In a groundbreaking decision, a mobile court in the Democratic Republic of Congo (DRC) has found four army officers guilty of rape and terrorism as crimes against humanity for the New Year's Day mass attacks in the village of Fizi. The court sentenced the leaders to 20 years of imprisonment.
Five lower-level soldiers were found guilty of rape and inhumane acts and sentenced to either 10 or 15 years imprisonment. A 16-year-old was found to be outside the jurisdiction of the military court and will apparently be tried in juvenile court. Hundreds of villagers turned out to hear the verdict and clapped their approval at the convictions.
The case represents an unprecedented victory for justice and the rule of law in a country where impunity is the norm and accountability the rare exception.
The mobile court—held in Baraka, an eight-hour drive from Bukavu, in the eastern DRC—demonstrates that when there is a will, there is a way. The Congolese judges, prosecutor, defense counsel, and civil party lawyers worked tirelessly for nearly two weeks to adjudicate this joint trial in a remote village without access to running water or regular electricity. Millions more await justice, but this trial has given a glimmer of hope for the future.

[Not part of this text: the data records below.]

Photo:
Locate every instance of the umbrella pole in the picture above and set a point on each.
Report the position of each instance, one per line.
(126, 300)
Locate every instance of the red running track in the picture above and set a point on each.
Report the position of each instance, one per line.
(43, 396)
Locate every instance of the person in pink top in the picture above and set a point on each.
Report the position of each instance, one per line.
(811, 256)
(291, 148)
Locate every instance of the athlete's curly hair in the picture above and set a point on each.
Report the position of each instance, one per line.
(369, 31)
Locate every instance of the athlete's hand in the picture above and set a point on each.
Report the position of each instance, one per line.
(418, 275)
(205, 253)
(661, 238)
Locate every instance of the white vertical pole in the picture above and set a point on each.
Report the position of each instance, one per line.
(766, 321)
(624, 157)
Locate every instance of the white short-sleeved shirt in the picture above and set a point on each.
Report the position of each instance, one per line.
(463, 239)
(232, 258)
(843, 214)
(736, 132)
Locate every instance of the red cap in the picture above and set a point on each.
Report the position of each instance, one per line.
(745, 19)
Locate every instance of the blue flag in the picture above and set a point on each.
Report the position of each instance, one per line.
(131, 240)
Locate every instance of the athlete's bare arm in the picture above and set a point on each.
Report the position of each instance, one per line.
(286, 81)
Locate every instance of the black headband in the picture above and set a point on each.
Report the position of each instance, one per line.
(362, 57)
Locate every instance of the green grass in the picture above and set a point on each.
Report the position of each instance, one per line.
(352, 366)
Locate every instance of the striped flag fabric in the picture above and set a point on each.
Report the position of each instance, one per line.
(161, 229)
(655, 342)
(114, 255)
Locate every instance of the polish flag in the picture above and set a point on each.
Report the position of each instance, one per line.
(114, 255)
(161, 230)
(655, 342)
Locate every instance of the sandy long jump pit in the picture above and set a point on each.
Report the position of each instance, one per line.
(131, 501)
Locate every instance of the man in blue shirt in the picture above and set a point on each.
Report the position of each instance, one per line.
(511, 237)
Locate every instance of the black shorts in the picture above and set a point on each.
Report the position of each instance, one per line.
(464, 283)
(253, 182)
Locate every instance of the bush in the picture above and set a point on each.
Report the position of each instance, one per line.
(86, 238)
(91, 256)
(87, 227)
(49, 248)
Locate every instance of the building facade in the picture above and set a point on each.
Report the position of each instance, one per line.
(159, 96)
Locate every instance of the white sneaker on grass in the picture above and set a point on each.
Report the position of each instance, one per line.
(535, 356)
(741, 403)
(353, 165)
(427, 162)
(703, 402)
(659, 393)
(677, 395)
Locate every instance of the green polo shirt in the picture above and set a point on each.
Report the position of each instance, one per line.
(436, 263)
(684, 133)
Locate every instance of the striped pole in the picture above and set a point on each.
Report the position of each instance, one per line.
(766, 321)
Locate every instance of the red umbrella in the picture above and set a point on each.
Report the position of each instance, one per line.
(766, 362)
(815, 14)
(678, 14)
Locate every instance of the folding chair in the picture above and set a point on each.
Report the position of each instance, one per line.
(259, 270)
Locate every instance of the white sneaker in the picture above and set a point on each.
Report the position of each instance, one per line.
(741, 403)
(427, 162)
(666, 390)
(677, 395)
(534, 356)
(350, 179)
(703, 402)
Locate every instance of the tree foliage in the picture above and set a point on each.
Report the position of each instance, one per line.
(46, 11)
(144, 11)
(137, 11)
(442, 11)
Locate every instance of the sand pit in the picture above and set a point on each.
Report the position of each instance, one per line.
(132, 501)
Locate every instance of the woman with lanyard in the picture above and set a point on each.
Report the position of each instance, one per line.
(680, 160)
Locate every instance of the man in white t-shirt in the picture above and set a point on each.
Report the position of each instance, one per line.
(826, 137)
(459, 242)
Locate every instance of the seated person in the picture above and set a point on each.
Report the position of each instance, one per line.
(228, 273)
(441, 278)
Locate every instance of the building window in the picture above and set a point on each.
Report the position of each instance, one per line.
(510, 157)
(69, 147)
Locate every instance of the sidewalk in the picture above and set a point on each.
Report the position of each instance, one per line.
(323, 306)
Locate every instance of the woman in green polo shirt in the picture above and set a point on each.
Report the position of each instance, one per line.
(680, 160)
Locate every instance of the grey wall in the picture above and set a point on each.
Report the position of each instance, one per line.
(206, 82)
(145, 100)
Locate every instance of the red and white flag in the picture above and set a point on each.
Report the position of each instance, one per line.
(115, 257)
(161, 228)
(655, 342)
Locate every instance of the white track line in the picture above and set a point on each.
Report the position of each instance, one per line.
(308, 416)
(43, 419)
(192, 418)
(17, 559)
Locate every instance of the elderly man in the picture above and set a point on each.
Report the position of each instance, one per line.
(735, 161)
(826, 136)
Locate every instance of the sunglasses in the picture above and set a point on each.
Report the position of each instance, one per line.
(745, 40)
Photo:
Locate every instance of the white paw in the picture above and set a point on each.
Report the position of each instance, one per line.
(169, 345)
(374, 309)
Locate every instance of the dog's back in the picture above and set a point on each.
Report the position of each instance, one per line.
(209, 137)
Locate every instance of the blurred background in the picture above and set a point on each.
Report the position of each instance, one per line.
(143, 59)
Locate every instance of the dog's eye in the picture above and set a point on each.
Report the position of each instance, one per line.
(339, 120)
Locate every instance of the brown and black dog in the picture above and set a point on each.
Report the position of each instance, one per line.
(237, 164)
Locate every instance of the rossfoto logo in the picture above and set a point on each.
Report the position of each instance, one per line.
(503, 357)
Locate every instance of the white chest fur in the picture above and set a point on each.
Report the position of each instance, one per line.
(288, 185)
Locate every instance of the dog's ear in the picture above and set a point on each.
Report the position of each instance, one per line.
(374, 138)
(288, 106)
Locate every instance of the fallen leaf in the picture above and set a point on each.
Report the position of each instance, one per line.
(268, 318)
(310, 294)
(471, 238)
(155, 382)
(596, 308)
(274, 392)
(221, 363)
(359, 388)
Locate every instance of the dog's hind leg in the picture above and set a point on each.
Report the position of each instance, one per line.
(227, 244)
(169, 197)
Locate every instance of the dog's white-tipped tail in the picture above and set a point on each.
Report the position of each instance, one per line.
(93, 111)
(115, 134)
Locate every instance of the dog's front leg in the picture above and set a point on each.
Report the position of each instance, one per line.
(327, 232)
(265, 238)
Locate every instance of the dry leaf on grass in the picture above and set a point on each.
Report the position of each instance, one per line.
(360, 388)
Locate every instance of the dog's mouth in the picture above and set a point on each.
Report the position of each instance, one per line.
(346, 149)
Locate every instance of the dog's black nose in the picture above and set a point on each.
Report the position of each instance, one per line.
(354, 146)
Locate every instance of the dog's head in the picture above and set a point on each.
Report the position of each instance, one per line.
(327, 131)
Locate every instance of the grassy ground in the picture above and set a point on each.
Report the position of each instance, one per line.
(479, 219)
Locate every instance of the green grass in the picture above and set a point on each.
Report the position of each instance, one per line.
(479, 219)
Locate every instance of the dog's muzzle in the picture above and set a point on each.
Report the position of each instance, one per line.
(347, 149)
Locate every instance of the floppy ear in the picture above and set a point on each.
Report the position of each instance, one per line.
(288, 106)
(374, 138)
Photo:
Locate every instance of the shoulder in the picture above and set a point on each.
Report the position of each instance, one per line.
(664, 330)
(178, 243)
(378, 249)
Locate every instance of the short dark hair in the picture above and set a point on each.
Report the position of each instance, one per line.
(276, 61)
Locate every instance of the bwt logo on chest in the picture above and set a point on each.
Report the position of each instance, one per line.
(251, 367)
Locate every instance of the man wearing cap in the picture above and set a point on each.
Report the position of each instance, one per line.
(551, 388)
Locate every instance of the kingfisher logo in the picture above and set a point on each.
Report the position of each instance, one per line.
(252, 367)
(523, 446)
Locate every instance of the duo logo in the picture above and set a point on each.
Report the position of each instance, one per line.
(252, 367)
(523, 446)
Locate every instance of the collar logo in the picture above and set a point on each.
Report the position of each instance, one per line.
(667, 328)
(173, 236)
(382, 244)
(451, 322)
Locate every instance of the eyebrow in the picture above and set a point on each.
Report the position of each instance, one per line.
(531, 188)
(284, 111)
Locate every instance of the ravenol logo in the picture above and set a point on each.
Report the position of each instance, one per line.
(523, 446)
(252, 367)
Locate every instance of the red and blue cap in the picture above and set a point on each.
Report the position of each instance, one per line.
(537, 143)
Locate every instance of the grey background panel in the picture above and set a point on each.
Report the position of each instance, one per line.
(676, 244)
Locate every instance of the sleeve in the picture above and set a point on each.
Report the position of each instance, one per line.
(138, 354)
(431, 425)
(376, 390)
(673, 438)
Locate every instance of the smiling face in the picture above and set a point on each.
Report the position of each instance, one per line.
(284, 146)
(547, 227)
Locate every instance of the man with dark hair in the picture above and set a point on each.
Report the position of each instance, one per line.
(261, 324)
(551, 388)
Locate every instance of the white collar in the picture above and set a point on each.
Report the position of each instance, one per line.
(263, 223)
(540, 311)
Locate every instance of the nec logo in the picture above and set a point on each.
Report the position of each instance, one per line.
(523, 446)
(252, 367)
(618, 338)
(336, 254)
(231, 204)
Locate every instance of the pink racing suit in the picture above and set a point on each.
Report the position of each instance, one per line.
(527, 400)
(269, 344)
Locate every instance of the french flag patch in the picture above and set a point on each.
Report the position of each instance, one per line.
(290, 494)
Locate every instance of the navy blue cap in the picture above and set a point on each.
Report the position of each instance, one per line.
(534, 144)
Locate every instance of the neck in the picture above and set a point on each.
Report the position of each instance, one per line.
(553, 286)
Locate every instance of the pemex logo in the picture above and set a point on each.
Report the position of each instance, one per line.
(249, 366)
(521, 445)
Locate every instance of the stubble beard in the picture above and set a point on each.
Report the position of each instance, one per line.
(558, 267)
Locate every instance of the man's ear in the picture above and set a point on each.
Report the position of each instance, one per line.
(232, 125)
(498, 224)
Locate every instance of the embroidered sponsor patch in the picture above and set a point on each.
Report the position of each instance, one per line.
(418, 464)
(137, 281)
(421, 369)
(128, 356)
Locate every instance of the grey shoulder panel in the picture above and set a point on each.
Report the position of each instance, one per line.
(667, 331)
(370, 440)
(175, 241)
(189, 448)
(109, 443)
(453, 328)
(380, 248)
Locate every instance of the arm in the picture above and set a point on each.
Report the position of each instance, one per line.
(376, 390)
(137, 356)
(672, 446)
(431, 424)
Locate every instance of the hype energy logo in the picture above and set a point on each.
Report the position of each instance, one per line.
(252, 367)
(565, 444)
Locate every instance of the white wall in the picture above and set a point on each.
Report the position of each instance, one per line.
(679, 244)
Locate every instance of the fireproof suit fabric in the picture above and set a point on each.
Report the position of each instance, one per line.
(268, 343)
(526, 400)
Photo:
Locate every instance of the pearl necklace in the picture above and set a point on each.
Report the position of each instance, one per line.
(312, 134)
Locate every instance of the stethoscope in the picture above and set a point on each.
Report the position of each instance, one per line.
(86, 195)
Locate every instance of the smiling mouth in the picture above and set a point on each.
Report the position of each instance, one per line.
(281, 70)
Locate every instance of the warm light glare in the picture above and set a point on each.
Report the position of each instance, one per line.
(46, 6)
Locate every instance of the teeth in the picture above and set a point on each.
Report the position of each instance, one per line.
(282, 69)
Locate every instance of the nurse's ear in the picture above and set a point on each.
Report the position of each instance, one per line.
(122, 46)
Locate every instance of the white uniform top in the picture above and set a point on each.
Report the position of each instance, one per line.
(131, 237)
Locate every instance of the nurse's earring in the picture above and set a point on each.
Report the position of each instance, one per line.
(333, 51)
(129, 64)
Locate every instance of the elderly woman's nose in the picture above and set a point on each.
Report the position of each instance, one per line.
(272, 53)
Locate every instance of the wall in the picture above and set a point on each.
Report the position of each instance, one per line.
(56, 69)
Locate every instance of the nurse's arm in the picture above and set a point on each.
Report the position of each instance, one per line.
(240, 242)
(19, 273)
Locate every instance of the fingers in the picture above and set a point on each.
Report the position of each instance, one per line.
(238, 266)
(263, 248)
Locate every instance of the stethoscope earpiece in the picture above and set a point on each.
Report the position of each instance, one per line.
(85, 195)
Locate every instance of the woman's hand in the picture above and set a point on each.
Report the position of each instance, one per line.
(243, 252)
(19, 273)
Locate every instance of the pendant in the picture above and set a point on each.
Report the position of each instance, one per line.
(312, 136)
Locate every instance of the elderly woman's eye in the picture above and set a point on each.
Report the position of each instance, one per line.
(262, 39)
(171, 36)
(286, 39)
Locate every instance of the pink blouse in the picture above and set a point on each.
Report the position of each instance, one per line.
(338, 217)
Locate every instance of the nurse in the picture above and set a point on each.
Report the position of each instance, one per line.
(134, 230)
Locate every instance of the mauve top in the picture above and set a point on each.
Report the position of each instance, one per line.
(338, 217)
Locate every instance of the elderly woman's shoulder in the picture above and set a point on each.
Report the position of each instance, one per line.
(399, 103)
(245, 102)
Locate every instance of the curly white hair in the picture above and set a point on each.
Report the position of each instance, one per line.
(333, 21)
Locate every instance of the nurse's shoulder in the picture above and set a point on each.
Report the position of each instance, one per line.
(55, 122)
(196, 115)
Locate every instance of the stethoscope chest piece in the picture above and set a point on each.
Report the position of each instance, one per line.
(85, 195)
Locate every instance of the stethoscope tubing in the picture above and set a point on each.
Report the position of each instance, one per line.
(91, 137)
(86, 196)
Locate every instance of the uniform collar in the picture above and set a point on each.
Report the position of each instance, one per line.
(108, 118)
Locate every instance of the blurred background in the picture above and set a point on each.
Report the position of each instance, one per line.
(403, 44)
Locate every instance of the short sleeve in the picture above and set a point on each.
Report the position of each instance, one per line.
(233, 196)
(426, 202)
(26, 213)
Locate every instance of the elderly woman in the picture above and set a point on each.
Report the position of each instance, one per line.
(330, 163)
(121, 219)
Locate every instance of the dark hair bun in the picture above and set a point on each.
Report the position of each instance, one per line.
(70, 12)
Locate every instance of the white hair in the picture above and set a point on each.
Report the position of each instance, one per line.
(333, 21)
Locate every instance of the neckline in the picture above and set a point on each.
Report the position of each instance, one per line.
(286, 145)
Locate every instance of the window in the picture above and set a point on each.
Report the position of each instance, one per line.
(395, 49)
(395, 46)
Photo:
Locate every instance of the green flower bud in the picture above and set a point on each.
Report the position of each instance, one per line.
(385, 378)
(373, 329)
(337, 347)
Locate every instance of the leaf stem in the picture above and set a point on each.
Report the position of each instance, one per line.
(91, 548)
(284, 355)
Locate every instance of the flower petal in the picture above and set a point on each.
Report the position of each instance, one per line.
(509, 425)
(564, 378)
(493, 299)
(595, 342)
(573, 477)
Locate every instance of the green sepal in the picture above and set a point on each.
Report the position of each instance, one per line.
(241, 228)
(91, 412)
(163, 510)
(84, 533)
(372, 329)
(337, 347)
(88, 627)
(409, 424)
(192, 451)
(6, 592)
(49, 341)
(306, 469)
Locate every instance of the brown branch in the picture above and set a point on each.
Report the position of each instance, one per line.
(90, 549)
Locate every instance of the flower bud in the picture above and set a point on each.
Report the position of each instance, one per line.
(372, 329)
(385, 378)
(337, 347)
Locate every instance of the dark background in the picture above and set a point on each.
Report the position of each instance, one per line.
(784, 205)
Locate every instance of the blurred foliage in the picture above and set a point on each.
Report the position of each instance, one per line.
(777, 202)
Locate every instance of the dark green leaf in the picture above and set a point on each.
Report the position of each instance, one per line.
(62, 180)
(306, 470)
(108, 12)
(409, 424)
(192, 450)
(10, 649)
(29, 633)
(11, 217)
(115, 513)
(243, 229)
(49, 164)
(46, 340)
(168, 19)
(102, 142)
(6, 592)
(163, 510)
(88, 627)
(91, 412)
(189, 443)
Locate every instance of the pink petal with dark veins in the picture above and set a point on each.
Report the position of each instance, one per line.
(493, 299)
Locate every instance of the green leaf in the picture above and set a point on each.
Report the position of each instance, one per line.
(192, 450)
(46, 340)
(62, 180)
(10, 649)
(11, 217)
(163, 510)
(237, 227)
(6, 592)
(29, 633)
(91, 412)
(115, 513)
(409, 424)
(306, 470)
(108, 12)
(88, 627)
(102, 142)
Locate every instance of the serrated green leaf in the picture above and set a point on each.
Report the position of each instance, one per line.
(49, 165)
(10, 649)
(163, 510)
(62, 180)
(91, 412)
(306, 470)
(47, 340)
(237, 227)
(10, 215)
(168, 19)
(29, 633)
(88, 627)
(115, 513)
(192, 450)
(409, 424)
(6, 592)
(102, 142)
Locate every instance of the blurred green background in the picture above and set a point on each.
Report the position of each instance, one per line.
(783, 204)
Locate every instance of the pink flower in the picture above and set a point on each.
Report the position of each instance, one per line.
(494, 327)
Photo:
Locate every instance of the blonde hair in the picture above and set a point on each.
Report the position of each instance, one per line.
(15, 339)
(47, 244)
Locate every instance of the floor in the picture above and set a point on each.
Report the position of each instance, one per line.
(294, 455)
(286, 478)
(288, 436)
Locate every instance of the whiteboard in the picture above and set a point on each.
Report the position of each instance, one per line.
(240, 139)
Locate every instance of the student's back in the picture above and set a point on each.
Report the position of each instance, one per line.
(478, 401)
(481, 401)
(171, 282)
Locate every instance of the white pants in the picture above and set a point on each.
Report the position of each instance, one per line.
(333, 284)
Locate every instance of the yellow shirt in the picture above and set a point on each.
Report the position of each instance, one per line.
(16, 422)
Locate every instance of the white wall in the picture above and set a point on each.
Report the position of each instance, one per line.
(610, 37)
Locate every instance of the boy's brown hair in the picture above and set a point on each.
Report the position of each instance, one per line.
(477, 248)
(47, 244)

The raped women still live in mud huts, still struggle daily to survive, and many will still be rejected by their husbands. But now they have received something fleeting but incredibly precious: justice. Hopefully they will at least sleep better knowing they had a chance to tell their story in a court of law, the judges believed them and decided those responsible should spend a sizable part of their life behind bars as punishment, and thus others won't be similarly victimized by these same men. That in itself is empowering.